Those childhood wounds actually are the fuel to finding your power. From being silenced as a child to becoming a potent communicator. From being abused to becoming someone who teaches the value of respect and kindness. Any situation contains compost-able material that you need to grow the garden of your life.
SLOW DOWN FOR THE PROBLEM
Climb Molehill Mountain. Slow down. It can only bring a different perception. You are always learning.
Often when we are confused, having trouble learning, are in potential conflict or feeling unsafe we speed up, ignore, avoid and change our perception in the hopes of becoming safe. If all problems have some function in the fulfillment of your life’s purpose then your discomfort is spiritual indigestion. You need to slow down and process what’s happening so you can find out the value of its presence in your life.

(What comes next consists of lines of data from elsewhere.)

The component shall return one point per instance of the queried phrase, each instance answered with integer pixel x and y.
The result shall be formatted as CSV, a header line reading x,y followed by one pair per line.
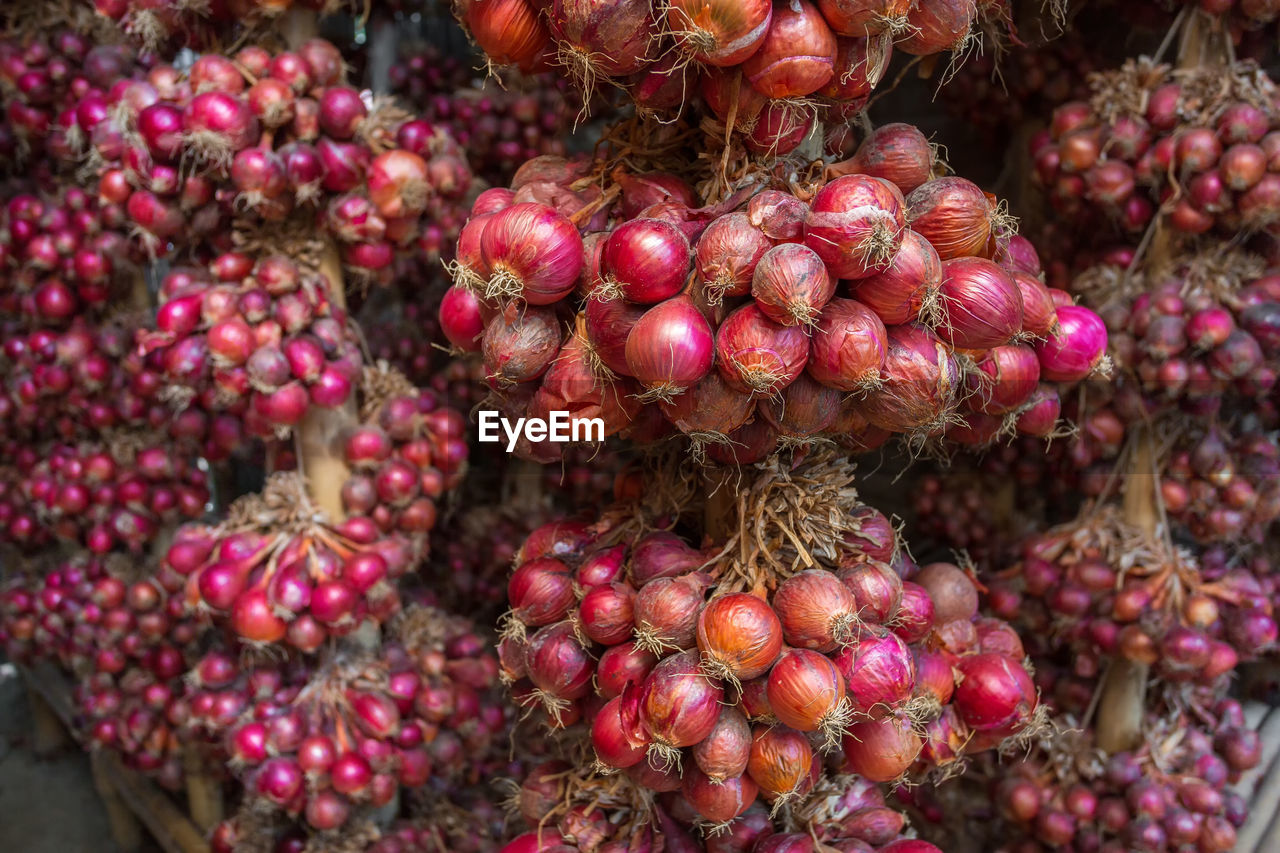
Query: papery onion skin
x,y
877,588
621,665
805,409
776,71
599,37
725,752
718,801
608,323
757,355
720,32
557,662
860,63
531,251
848,346
739,635
711,407
1004,379
899,292
937,26
862,17
993,692
520,343
899,154
540,591
611,740
667,609
728,95
670,347
915,614
510,32
606,612
881,751
951,213
1075,349
645,260
746,445
791,284
679,703
805,689
951,589
1040,314
461,318
880,674
982,304
920,382
817,611
856,224
933,675
778,215
780,760
780,128
727,254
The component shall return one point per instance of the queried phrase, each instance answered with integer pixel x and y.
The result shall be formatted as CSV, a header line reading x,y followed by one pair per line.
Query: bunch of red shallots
x,y
887,302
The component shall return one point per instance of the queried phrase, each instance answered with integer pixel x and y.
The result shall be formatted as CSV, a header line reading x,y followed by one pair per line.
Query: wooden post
x,y
526,480
321,429
1121,703
204,793
49,734
126,830
720,514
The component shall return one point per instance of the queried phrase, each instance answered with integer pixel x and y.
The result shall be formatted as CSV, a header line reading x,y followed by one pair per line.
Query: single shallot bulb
x,y
615,746
1040,314
798,55
880,674
533,251
954,214
906,284
982,305
644,260
807,692
881,751
608,323
993,693
725,752
739,637
520,343
856,226
791,284
780,761
1075,349
717,801
848,346
670,347
720,32
711,410
666,612
757,355
680,706
896,153
1002,379
727,254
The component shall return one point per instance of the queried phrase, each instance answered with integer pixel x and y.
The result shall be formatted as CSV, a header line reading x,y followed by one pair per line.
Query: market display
x,y
728,425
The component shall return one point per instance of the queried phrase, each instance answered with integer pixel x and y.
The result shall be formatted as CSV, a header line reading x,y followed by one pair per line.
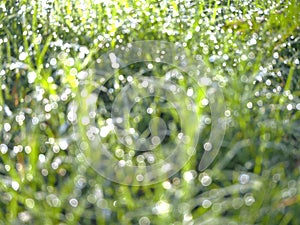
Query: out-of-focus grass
x,y
252,49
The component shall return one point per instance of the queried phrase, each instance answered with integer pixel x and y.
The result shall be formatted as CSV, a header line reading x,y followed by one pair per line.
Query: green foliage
x,y
252,51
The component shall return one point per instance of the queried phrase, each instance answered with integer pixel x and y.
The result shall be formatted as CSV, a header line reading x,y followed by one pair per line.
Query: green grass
x,y
252,51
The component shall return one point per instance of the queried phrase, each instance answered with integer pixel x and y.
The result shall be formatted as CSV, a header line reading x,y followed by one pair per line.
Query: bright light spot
x,y
23,56
190,92
188,176
244,178
63,144
206,180
144,221
7,127
249,105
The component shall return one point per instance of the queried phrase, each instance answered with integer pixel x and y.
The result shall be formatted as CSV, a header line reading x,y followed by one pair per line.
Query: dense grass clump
x,y
250,49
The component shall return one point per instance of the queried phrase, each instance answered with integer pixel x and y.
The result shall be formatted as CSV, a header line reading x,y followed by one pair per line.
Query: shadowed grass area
x,y
249,48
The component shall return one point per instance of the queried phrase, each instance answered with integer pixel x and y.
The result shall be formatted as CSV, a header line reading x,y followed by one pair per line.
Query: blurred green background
x,y
252,51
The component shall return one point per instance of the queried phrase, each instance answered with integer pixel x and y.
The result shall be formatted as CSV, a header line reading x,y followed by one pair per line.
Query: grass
x,y
252,51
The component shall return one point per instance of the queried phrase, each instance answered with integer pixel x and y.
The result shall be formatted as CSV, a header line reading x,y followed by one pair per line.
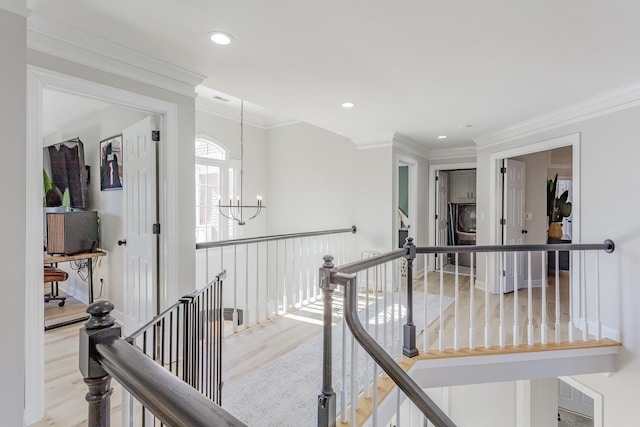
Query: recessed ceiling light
x,y
220,38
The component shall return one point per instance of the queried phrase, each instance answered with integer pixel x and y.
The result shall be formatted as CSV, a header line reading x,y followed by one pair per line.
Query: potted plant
x,y
557,208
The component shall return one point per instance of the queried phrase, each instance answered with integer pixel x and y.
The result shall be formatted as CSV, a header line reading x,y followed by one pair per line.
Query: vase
x,y
555,230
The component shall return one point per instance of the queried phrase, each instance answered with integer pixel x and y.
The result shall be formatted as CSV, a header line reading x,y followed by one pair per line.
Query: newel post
x,y
409,344
99,328
327,397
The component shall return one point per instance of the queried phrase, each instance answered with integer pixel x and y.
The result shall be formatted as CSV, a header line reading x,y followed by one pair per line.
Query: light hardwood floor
x,y
252,348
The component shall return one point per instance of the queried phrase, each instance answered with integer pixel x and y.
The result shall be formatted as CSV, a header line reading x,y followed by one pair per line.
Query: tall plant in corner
x,y
557,208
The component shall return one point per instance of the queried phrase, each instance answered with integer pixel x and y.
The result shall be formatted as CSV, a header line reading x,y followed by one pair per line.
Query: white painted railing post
x,y
597,298
543,319
557,302
502,281
487,327
441,307
456,309
516,307
529,302
472,303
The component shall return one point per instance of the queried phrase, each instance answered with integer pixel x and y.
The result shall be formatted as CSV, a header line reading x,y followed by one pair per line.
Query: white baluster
x,y
598,323
374,408
257,282
583,291
268,294
343,393
472,341
529,302
425,334
543,320
487,328
557,279
516,308
245,318
456,301
570,325
234,315
441,307
501,338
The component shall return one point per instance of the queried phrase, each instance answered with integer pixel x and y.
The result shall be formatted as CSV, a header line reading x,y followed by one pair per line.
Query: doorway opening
x,y
452,216
39,80
521,179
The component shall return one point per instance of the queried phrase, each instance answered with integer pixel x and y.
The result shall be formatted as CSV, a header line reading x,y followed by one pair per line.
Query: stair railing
x,y
171,366
269,276
583,301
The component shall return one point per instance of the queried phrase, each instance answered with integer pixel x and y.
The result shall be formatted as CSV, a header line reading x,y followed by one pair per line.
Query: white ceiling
x,y
419,68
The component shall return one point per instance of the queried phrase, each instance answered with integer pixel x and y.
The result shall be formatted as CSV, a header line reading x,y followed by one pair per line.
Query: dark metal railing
x,y
346,275
171,366
235,242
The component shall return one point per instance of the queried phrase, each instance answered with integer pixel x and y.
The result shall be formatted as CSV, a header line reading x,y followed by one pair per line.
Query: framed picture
x,y
111,163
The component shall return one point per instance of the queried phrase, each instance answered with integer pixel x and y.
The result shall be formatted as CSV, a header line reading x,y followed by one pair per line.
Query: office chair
x,y
54,275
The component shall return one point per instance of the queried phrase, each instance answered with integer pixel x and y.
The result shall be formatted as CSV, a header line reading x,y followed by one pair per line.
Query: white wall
x,y
13,213
609,209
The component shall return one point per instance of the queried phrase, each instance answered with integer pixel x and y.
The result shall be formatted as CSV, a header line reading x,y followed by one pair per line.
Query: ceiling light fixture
x,y
236,212
220,38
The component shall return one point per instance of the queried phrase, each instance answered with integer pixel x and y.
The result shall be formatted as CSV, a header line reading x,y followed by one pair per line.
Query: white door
x,y
513,228
573,400
140,215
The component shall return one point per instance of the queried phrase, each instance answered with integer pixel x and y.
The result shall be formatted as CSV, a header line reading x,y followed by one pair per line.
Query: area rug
x,y
284,392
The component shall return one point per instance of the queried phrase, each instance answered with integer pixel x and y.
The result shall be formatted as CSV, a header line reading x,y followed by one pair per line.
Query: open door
x,y
513,229
140,223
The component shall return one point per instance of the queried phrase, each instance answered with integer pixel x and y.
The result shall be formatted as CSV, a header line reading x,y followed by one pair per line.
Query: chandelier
x,y
239,212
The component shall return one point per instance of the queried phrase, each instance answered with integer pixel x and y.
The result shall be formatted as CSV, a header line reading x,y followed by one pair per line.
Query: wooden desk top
x,y
50,259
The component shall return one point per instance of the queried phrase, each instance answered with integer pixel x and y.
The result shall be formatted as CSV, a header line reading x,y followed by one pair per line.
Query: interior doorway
x,y
522,217
452,213
39,80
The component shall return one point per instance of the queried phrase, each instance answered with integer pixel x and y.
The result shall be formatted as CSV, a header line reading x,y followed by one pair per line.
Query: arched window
x,y
215,180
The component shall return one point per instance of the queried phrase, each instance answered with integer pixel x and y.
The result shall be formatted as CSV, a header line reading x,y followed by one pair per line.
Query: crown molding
x,y
453,153
229,113
410,146
19,7
374,141
606,103
46,36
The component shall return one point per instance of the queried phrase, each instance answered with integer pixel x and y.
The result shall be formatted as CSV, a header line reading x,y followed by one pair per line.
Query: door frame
x,y
39,79
433,169
495,195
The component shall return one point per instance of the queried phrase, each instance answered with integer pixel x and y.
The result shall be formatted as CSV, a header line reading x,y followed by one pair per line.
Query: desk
x,y
55,259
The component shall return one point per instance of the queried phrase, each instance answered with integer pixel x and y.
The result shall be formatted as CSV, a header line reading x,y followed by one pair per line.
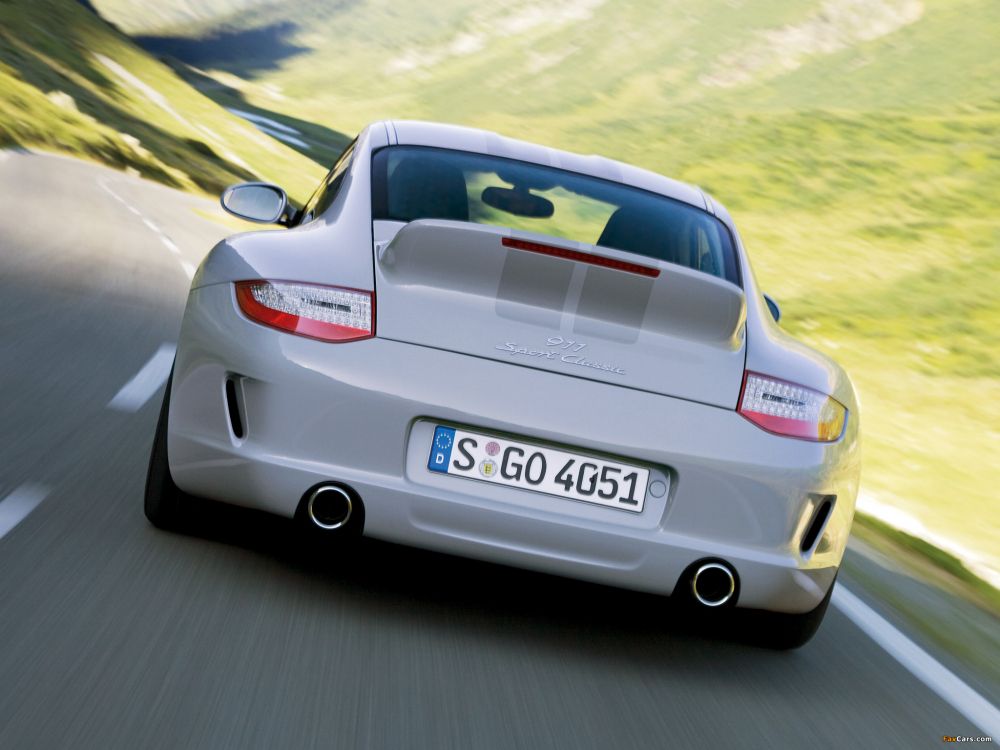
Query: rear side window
x,y
417,182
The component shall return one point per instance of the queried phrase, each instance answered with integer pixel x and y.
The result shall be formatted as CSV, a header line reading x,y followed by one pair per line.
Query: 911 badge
x,y
562,350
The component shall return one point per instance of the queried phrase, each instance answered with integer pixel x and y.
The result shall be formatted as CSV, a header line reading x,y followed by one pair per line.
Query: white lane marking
x,y
922,665
18,504
146,382
151,226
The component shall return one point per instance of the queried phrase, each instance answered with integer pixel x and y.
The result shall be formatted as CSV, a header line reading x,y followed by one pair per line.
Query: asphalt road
x,y
116,635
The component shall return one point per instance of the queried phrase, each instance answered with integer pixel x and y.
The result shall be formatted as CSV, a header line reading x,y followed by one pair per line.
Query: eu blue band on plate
x,y
444,439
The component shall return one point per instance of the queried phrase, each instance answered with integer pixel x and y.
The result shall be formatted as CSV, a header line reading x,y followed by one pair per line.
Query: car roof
x,y
440,135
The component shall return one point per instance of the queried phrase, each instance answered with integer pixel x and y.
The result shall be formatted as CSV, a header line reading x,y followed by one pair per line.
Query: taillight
x,y
327,313
793,410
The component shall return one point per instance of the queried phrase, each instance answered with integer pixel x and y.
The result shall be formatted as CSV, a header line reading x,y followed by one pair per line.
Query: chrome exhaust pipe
x,y
713,584
329,507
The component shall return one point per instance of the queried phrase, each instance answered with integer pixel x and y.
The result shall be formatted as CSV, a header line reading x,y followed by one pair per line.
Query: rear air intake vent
x,y
812,534
233,406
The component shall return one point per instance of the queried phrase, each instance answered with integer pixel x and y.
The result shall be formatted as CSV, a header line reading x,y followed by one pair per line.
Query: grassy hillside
x,y
71,83
857,143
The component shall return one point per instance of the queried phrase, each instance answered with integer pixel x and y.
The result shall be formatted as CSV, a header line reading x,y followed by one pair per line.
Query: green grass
x,y
62,88
864,178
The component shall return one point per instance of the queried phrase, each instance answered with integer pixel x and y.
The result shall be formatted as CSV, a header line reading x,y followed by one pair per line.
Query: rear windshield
x,y
417,182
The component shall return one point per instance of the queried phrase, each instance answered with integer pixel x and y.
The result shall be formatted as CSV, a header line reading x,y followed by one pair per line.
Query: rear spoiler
x,y
609,288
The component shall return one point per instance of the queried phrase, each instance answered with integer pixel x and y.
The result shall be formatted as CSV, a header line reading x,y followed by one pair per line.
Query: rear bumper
x,y
363,414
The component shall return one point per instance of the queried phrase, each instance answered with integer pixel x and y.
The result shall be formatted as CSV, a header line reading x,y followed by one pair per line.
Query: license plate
x,y
516,463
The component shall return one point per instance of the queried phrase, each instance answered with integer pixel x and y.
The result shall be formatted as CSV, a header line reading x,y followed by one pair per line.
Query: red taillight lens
x,y
792,410
327,313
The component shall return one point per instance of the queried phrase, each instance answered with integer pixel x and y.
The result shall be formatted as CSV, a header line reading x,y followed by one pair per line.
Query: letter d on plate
x,y
444,439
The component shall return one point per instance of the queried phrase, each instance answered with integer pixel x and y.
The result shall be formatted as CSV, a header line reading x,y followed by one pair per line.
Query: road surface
x,y
116,635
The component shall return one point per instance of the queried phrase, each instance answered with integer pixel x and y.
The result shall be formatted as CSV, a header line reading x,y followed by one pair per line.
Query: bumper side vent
x,y
233,406
815,529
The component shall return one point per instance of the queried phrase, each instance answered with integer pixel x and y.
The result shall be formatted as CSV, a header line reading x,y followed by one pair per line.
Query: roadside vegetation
x,y
855,142
71,83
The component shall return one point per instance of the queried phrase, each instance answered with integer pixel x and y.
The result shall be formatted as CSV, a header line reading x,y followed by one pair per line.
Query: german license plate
x,y
517,463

When people tell you not to feel the way you are feeling you have to turn in and find out what’s true for you. When you are feeling unsafe you have to look to the problem for the solution by asking yourself what will actually calm the feeling you have inside and to look for something empowering to you. You are not looking just for an external answer like money, love, food or sex. When others don’t seem to be validating your perceptions, valuing your time or respecting your boundaries, don’t ignore it, make a mountain out of a molehill.
It’s ok to lose something on the way to receiving something better. Even climbing molehill mountains end up placing you in conflict or losing friends, what wants to come to you needs you to be available to receive. Emptying out is a way of making room. If you are in the wrong relationships, dynamics or daily rhythm you are inadvertently blocking flow.
When you slow down, the first place to put your attention is on your breath. Don’t go to your thoughts, go to your breath. Let yourself have twenty breaths slow and full and then ask yourself how can I make compost out of this situation, how can I allow the problem to arise in me in its fullness and then ask “what is this for and how can I learn from this?